Google Cloud Professional Machine Learning Engineer — Question 274
You are using Kubeflow Pipelines to develop an end-to-end PyTorch-based MLOps pipeline. The pipeline reads data from BigQuery, processes the data, conducts feature engineering, model training, model evaluation, and deploys the model as a binary file to Cloud Storage. You are writing code for several different versions of the feature engineering and model training steps, and running each new version in Vertex AI Pipelines. Each pipeline run is taking over an hour to complete. You want to speed up the pipeline execution to reduce your development time, and you want to avoid additional costs. What should you do?
Answer options
- A. Comment out the part of the pipeline that you are not currently updating.
- B. Enable caching in all the steps of the Kubeflow pipeline.
- C. Delegate feature engineering to BigQuery and remove it from the pipeline.

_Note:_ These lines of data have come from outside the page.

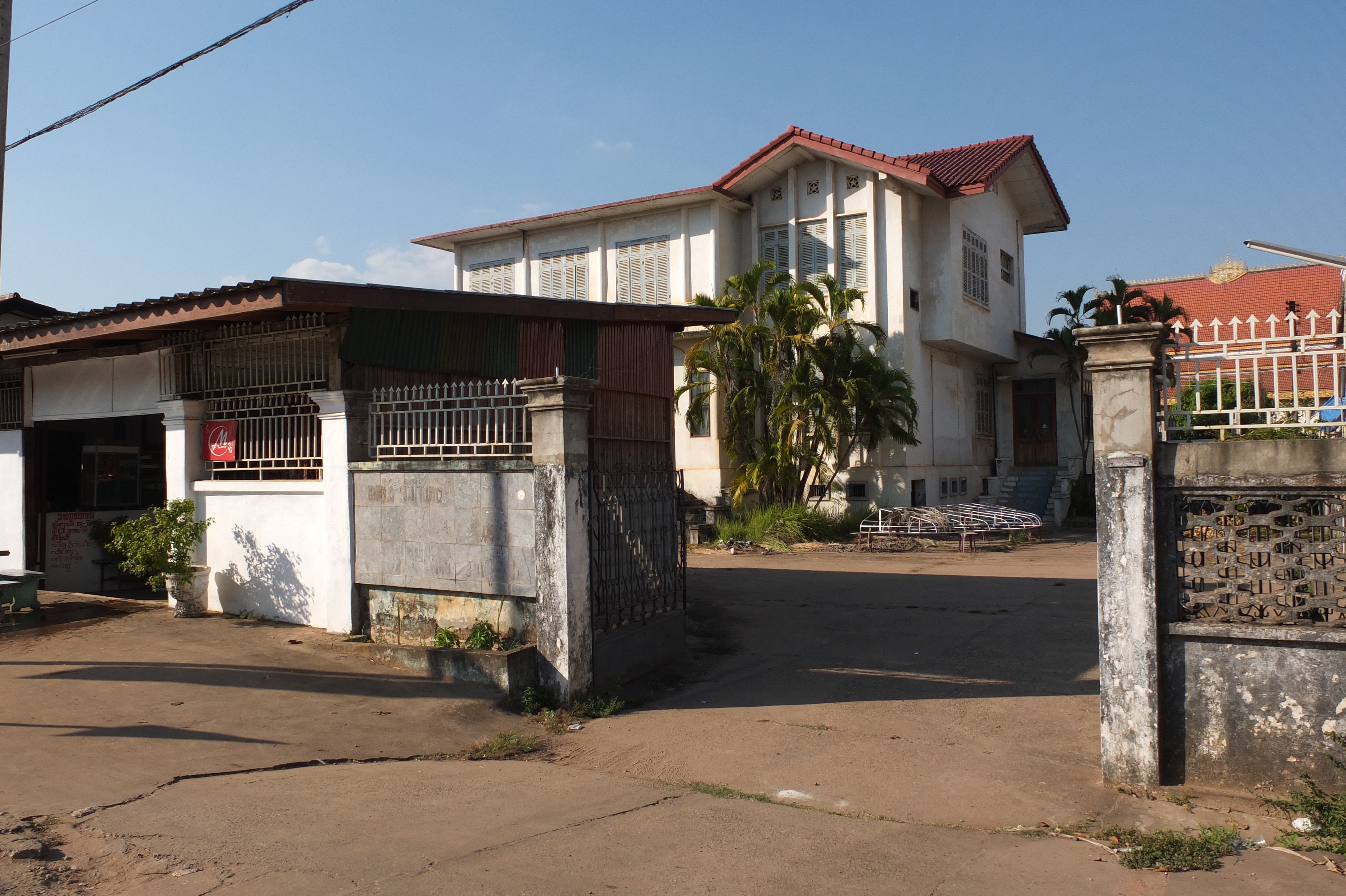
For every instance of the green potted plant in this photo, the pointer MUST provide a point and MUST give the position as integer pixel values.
(160, 546)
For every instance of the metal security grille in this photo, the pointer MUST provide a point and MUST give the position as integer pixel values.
(259, 375)
(1228, 380)
(1273, 559)
(11, 399)
(474, 419)
(975, 282)
(637, 546)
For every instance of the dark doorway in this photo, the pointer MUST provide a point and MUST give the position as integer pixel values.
(1036, 423)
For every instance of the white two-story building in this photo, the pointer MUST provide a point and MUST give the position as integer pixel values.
(936, 241)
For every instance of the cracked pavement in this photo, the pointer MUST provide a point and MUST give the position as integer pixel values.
(897, 708)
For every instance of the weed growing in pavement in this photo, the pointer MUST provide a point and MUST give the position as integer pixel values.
(1173, 851)
(535, 700)
(596, 707)
(726, 793)
(504, 746)
(1326, 812)
(483, 637)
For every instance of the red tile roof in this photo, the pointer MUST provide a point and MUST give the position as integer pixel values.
(972, 165)
(1258, 293)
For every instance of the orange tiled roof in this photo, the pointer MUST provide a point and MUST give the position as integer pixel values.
(1258, 293)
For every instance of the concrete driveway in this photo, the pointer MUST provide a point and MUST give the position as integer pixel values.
(900, 711)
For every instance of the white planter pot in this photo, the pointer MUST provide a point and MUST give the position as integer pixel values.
(188, 594)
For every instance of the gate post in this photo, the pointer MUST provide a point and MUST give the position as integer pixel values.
(1123, 361)
(559, 411)
(345, 434)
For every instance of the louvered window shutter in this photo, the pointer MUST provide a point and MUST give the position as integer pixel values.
(643, 271)
(776, 247)
(814, 251)
(492, 276)
(853, 268)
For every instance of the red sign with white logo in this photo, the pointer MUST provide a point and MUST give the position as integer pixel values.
(219, 439)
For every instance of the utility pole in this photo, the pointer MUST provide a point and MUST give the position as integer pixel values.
(6, 17)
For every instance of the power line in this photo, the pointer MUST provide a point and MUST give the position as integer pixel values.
(53, 22)
(285, 10)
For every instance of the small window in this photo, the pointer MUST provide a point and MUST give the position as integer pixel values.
(492, 276)
(776, 247)
(814, 250)
(854, 256)
(701, 426)
(563, 275)
(643, 271)
(986, 407)
(975, 285)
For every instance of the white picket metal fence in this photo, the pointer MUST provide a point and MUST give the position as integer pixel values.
(476, 419)
(1281, 377)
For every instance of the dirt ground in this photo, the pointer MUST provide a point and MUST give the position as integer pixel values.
(901, 711)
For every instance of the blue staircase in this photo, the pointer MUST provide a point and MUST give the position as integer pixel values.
(1033, 489)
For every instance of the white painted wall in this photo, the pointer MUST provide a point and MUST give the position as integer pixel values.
(267, 548)
(11, 498)
(96, 388)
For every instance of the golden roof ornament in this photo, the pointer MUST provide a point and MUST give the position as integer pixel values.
(1227, 271)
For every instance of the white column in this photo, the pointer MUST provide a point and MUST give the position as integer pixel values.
(11, 500)
(182, 447)
(791, 212)
(687, 258)
(559, 408)
(345, 420)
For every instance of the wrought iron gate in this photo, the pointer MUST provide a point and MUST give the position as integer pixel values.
(637, 544)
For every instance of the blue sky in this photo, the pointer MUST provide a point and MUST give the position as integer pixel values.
(330, 139)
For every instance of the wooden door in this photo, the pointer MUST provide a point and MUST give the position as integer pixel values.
(1036, 424)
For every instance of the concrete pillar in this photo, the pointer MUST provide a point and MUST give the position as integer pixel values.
(345, 420)
(559, 411)
(1123, 363)
(182, 446)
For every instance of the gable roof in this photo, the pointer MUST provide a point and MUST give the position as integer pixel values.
(1258, 293)
(962, 172)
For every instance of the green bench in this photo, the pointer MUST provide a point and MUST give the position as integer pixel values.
(20, 589)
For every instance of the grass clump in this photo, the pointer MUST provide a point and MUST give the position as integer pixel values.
(504, 746)
(483, 637)
(1328, 813)
(779, 527)
(596, 707)
(726, 793)
(1173, 851)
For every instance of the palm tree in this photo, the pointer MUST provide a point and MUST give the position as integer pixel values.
(803, 383)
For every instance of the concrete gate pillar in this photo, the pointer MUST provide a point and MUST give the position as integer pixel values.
(345, 420)
(1123, 363)
(559, 410)
(182, 446)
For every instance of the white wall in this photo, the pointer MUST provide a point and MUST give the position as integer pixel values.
(11, 498)
(96, 388)
(267, 548)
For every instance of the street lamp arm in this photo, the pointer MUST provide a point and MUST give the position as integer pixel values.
(1304, 255)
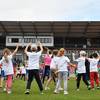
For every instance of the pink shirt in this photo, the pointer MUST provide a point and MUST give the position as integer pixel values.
(47, 59)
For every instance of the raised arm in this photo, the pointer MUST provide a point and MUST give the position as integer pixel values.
(26, 49)
(15, 51)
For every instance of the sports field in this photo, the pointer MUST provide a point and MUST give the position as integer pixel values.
(19, 88)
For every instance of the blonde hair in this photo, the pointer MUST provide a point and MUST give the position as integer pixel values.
(7, 51)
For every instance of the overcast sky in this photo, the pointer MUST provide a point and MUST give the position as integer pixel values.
(49, 10)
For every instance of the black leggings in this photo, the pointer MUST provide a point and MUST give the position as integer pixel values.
(31, 75)
(79, 79)
(46, 72)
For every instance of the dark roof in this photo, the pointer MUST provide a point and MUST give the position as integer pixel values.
(58, 28)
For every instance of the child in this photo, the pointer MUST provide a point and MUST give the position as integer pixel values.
(7, 63)
(62, 64)
(33, 66)
(53, 68)
(94, 70)
(81, 69)
(47, 61)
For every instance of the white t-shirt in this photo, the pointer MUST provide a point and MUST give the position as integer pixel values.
(62, 63)
(93, 64)
(8, 66)
(33, 60)
(53, 64)
(23, 70)
(81, 65)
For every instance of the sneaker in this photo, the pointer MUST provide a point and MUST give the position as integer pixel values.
(41, 93)
(56, 92)
(9, 92)
(60, 89)
(98, 87)
(47, 88)
(89, 87)
(77, 89)
(4, 89)
(92, 89)
(27, 92)
(65, 92)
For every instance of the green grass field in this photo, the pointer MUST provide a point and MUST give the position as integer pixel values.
(19, 89)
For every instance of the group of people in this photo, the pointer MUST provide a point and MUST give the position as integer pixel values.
(56, 68)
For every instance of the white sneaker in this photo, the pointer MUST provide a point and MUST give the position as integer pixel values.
(56, 92)
(4, 89)
(60, 89)
(9, 92)
(65, 92)
(47, 88)
(77, 90)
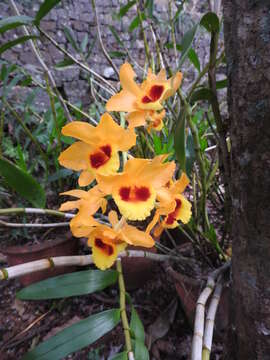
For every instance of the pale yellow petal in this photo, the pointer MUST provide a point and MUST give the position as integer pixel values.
(135, 237)
(127, 76)
(136, 118)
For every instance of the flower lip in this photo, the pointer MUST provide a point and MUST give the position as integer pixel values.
(146, 100)
(156, 92)
(106, 248)
(101, 156)
(173, 215)
(135, 194)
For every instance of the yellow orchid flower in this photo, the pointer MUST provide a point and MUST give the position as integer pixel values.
(97, 152)
(139, 101)
(135, 189)
(107, 242)
(173, 206)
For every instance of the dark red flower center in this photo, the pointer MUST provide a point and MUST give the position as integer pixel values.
(135, 194)
(106, 248)
(154, 94)
(101, 156)
(173, 215)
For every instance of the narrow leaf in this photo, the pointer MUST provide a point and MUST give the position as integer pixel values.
(210, 22)
(44, 9)
(193, 57)
(64, 63)
(12, 22)
(23, 183)
(75, 337)
(187, 43)
(121, 356)
(77, 283)
(180, 140)
(15, 42)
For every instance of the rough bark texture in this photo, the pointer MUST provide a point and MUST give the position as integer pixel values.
(247, 42)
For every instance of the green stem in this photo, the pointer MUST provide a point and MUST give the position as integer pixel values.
(2, 129)
(124, 318)
(200, 161)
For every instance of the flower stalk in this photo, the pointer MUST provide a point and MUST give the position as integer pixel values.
(123, 308)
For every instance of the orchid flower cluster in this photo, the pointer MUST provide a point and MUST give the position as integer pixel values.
(142, 189)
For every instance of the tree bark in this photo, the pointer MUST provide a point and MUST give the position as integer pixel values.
(247, 43)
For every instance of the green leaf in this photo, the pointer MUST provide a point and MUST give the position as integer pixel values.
(180, 140)
(44, 9)
(71, 38)
(210, 22)
(77, 283)
(221, 84)
(187, 43)
(193, 57)
(137, 331)
(23, 183)
(136, 22)
(121, 356)
(75, 337)
(202, 94)
(12, 22)
(15, 42)
(84, 43)
(124, 9)
(157, 144)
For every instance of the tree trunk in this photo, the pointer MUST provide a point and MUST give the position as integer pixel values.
(247, 43)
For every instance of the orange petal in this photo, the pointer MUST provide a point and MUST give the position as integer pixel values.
(134, 202)
(123, 101)
(79, 130)
(136, 118)
(81, 194)
(127, 76)
(113, 217)
(75, 157)
(70, 205)
(86, 177)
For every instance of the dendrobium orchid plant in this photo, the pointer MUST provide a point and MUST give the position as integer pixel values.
(142, 189)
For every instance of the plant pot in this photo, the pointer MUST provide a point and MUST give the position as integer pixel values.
(65, 246)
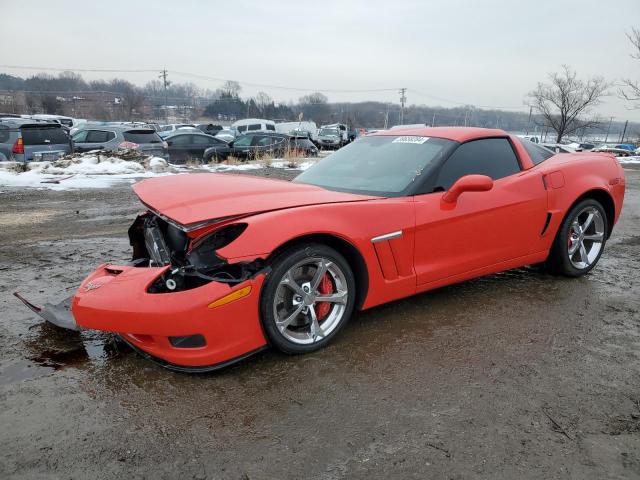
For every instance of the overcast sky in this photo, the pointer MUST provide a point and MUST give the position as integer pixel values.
(488, 52)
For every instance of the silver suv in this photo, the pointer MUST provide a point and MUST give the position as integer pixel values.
(27, 140)
(115, 137)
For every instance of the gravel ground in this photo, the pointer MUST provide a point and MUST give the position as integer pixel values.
(515, 375)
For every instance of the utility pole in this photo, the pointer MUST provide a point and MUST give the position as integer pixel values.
(608, 129)
(403, 100)
(624, 132)
(165, 82)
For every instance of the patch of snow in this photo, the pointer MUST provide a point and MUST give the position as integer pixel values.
(102, 170)
(629, 160)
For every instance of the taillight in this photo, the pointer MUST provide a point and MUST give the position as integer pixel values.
(18, 147)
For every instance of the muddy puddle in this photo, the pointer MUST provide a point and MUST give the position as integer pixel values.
(515, 375)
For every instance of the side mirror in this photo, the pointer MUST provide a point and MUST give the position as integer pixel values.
(468, 183)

- D. Add a GPU to the model training step.
Correct answer: B
Explanation
Enabling caching in all steps of the Kubeflow pipeline allows the system to reuse the outputs of previous runs for unchanged steps, significantly reducing execution time for subsequent runs. Commenting out parts of the pipeline does not enhance performance and might hinder testing. Offloading feature engineering to BigQuery can simplify the pipeline but may not directly address execution speed. Adding a GPU can improve training speed but may incur additional costs, which you want to avoid.